China likely to attempt its Chang‘e 5 Moon landing on Tuesday

Enlarge / Technicians celebrate the successful launch of the Chang’e-5 spacecraft at the Wenchang Spacecraft Launch Site in south China. (credit: Jin Liwang/Xinhua via Getty Images)

China’s ambitious space program does not often publish detailed plans of its activities in advance—perhaps this is because it makes it easier for the government to explain away any failures. But thanks to social media leaks, we can now be reasonably confident that the country will attempt to land its Chang’e 5 mission on the Moon on Tuesday.

The spacecraft’s lander has already separated from the main orbital module and is expected to position itself in low-lunar orbit on Monday.
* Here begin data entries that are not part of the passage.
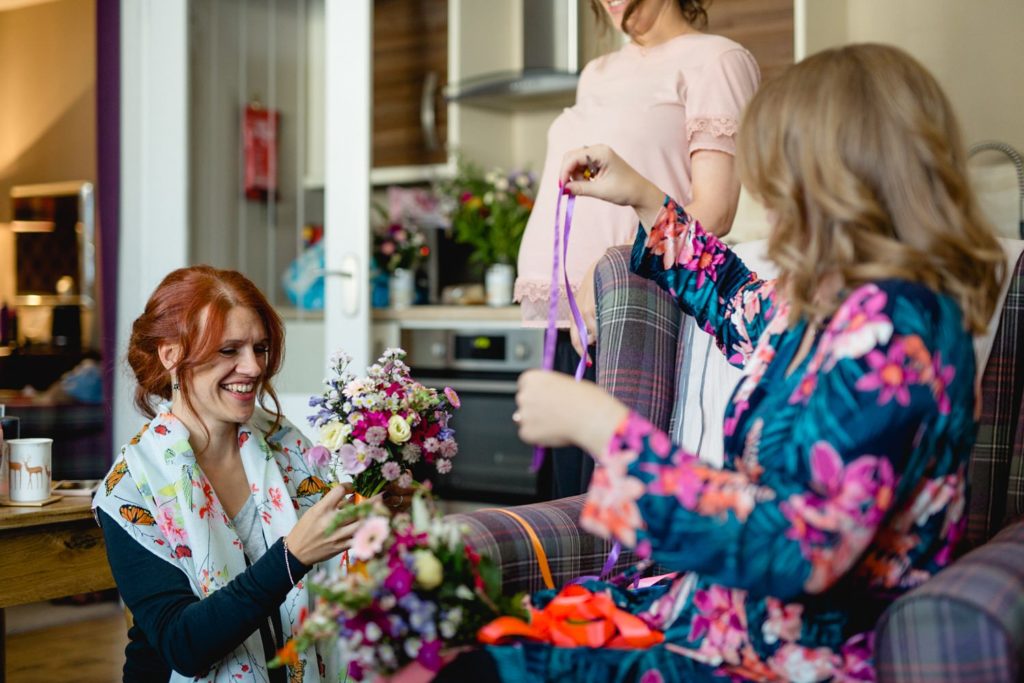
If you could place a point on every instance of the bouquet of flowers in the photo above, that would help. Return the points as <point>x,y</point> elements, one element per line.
<point>399,246</point>
<point>373,428</point>
<point>487,211</point>
<point>414,588</point>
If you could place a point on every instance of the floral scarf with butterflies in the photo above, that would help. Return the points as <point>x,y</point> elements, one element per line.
<point>157,492</point>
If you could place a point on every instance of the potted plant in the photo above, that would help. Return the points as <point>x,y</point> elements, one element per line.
<point>398,250</point>
<point>488,211</point>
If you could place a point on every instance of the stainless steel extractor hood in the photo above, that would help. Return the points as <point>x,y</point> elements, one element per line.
<point>551,63</point>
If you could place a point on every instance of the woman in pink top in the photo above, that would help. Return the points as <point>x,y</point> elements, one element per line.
<point>669,101</point>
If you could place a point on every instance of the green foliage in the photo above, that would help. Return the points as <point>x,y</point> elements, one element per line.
<point>487,211</point>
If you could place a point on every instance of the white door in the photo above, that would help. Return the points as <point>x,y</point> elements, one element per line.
<point>340,34</point>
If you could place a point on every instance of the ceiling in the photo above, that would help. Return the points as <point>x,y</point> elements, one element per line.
<point>17,4</point>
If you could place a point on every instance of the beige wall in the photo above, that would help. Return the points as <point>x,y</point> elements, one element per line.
<point>47,103</point>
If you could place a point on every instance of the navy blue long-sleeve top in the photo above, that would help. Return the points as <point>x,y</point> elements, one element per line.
<point>174,629</point>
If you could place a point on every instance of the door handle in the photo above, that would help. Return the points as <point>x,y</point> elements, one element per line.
<point>428,116</point>
<point>350,285</point>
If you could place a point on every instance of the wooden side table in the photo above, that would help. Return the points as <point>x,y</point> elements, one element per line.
<point>49,552</point>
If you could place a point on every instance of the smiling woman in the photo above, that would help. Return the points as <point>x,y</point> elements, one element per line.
<point>212,514</point>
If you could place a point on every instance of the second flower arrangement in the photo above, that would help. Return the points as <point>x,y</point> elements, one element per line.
<point>374,428</point>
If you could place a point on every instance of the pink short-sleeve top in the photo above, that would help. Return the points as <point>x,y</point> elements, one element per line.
<point>654,107</point>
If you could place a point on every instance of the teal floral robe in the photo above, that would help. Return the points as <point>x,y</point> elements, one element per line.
<point>843,485</point>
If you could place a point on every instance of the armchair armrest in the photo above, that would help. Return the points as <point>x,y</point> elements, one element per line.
<point>966,624</point>
<point>637,338</point>
<point>570,551</point>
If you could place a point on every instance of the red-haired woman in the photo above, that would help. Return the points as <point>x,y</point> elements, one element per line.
<point>212,515</point>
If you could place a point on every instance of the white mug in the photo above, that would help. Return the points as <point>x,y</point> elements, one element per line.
<point>30,469</point>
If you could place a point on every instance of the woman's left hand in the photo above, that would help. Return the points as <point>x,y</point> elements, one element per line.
<point>554,410</point>
<point>397,498</point>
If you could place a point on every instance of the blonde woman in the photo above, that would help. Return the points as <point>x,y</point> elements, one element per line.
<point>847,441</point>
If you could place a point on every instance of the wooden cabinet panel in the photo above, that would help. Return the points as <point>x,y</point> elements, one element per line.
<point>410,53</point>
<point>763,27</point>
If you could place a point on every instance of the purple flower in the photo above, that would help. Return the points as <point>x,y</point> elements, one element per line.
<point>430,655</point>
<point>376,435</point>
<point>453,397</point>
<point>391,470</point>
<point>317,456</point>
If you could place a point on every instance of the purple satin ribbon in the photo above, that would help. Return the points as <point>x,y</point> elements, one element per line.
<point>552,333</point>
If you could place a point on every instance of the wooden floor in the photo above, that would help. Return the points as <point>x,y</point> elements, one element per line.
<point>90,651</point>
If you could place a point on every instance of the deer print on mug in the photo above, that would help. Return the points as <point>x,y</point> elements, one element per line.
<point>30,469</point>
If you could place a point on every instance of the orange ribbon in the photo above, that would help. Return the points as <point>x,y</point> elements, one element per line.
<point>576,617</point>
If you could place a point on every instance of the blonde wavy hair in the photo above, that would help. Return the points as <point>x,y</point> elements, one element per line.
<point>857,156</point>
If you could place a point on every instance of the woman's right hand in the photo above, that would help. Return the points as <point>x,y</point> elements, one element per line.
<point>598,171</point>
<point>308,540</point>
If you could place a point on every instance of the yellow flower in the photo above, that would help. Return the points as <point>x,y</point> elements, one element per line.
<point>397,429</point>
<point>333,435</point>
<point>428,569</point>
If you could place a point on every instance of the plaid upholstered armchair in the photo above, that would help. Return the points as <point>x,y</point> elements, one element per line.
<point>967,624</point>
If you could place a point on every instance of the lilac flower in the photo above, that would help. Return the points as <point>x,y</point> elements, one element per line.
<point>353,460</point>
<point>317,456</point>
<point>430,655</point>
<point>391,470</point>
<point>453,397</point>
<point>376,435</point>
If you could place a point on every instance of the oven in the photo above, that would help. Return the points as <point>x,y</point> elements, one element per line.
<point>482,366</point>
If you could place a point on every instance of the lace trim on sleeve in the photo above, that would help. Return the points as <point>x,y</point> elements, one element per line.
<point>716,127</point>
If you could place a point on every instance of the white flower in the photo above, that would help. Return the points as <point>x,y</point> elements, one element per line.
<point>333,435</point>
<point>397,429</point>
<point>411,453</point>
<point>413,647</point>
<point>429,571</point>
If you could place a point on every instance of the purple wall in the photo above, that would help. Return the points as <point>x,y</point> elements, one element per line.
<point>109,189</point>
Sources suggest the following timeline for activities on Tuesday:

  • Start of powered descent: 14:48 UTC (9:48 am ET)
  • Lunar landing: 15:15 UTC (10:15 am ET)
  • Drilling for sub-surface samples: 17:15 UTC (12:15 pm ET)

The Change’5 lander—the latest probe in China’s Moon program, which is named after a goddess of the Moon and began back in 2007—is the country’s most ambitious mission to the Moon yet. The probe launched on November 23 and reached lunar orbit a couple of days later.